In the past research, the accident data were analyzed by statistical analysis; machine learning, cluster analysis, and GIS-based have utilized all the factors causing the road crashes, but the highly influenced factors causing road crashes are not identified and ranked. The statistical methods are generalized in nature, where the GIS-based analysis shows the distribution of accidents in specified areas along with the spatial data. This research utilized statistical analysis, which is based on the severity index; the accident studies were carried out in a particular area, the identification of blackspots in that area and the most influencing accident-causing factors, particularly in the blackspots in that area. The 30 accident-causing factors were identified and ranked.

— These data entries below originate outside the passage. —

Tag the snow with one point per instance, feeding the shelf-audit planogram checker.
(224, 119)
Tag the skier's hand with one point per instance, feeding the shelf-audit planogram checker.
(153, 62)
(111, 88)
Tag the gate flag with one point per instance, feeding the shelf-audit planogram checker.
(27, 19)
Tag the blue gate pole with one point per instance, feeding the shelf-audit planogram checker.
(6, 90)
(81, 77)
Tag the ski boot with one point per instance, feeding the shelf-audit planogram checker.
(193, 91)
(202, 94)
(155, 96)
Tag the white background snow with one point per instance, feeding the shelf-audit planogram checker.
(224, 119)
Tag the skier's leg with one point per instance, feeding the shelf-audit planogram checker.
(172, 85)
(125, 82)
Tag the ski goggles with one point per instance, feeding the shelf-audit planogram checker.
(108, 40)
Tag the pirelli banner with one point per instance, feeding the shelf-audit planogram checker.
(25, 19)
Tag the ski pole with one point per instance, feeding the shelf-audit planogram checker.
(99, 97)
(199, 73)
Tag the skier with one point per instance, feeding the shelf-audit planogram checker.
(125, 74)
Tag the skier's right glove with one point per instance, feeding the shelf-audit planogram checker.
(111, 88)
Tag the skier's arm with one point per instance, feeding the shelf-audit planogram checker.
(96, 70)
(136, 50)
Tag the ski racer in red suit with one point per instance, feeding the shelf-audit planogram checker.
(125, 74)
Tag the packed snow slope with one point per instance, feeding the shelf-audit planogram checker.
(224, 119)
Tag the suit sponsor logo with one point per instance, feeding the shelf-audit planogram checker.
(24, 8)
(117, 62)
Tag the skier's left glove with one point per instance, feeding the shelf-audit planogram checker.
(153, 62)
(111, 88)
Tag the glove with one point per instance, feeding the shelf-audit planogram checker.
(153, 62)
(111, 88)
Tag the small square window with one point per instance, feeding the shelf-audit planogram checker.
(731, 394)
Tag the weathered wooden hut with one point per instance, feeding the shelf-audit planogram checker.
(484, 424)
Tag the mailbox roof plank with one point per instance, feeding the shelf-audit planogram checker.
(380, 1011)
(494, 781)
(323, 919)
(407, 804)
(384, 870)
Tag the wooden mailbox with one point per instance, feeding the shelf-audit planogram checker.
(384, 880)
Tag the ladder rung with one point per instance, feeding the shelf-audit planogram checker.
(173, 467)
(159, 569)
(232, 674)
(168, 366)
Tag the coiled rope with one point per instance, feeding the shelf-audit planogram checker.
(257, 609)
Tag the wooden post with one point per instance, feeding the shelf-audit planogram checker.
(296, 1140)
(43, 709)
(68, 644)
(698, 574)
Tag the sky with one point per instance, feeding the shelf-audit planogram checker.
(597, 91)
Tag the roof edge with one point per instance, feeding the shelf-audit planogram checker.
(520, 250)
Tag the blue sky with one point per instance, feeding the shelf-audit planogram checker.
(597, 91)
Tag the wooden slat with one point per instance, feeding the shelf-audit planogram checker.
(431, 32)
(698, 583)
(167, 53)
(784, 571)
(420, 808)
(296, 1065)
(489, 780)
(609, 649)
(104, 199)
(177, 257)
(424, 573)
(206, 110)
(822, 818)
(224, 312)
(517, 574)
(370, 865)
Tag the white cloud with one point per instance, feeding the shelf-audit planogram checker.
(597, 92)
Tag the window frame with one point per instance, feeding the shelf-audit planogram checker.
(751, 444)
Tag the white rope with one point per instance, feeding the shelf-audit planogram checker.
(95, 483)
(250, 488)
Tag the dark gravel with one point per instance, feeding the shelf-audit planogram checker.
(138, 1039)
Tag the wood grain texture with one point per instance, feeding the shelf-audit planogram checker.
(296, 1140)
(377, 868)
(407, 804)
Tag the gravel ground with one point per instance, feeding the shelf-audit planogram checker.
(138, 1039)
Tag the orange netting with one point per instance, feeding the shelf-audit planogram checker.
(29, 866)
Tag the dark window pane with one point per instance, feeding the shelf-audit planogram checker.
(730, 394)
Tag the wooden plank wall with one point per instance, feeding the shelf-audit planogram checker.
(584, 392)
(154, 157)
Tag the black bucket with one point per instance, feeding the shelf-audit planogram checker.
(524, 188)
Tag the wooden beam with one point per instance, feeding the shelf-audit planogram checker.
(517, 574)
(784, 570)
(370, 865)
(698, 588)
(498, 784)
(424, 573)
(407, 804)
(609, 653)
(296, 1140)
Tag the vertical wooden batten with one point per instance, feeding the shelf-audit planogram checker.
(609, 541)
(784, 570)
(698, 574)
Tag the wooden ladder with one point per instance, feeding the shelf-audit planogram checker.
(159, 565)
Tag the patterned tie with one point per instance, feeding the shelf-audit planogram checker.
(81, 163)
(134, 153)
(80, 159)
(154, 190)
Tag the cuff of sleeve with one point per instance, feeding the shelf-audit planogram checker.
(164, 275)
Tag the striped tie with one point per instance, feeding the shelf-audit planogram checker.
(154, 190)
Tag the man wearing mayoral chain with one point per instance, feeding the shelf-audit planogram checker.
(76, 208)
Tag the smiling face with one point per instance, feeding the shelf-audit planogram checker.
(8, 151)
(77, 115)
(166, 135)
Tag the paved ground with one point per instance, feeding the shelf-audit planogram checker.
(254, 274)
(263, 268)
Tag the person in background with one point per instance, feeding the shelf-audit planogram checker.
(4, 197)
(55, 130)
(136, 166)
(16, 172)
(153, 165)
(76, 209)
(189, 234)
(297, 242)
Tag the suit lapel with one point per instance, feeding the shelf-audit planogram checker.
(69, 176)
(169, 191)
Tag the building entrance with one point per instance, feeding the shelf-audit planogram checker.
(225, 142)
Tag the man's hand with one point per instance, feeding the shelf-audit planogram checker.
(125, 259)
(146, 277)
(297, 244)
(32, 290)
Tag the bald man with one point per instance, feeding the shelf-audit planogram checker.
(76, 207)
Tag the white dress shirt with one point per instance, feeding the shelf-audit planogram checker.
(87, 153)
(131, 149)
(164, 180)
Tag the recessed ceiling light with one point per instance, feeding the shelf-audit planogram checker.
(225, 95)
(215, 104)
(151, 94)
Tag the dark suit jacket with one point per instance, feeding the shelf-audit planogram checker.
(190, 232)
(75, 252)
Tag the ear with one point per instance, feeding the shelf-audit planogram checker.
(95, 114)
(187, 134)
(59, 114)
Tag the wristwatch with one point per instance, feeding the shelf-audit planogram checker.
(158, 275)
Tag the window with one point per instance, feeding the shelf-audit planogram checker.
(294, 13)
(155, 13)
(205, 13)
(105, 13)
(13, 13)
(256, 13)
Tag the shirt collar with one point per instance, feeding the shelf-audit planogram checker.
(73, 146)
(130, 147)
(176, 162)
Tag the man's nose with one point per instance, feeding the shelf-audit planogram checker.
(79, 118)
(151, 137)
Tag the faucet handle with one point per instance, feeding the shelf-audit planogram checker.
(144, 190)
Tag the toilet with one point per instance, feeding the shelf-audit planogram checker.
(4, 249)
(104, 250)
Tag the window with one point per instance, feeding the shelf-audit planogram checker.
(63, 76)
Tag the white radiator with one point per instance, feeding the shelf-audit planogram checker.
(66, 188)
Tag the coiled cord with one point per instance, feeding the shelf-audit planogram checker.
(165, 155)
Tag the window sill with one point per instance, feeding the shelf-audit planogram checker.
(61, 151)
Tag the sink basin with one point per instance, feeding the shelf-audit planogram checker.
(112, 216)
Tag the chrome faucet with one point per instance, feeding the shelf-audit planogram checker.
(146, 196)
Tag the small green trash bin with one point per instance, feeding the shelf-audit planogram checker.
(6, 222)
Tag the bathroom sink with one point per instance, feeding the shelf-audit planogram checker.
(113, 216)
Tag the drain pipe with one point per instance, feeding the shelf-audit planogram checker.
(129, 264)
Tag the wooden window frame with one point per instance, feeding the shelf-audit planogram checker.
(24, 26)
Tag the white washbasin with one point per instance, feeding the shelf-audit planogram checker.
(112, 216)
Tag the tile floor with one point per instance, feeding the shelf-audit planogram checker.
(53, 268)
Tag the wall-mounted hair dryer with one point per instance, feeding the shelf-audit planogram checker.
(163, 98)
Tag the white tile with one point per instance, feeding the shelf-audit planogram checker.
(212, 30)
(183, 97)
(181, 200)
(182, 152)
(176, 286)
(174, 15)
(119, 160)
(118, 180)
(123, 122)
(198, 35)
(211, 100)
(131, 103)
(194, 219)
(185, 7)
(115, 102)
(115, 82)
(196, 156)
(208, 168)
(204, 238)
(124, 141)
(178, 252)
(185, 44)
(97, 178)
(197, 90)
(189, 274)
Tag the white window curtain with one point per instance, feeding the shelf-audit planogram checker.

The top 10 factors influencing the cause of accidents are volume to capacity ratio, lack of sight distance, uncontrolled intersection, bridge approach, lack of footpath, skid resistance, male drivers, drunk and drive, over speeding, and passenger vehicle. This study reveals that the identification of accident-causing factors is a very complex process in India and requires proactive decisions to reduce accidents on the roads systematically so that road accidents can effectively be drastically reduced in the future.

Data Availability

No data were used to support this study.

Conflicts of Interest

The authors declare that they have no conflicts of interest.

Acknowledgments

The authors thank the Islamic Azad University and Iran Telecommunication Research Center.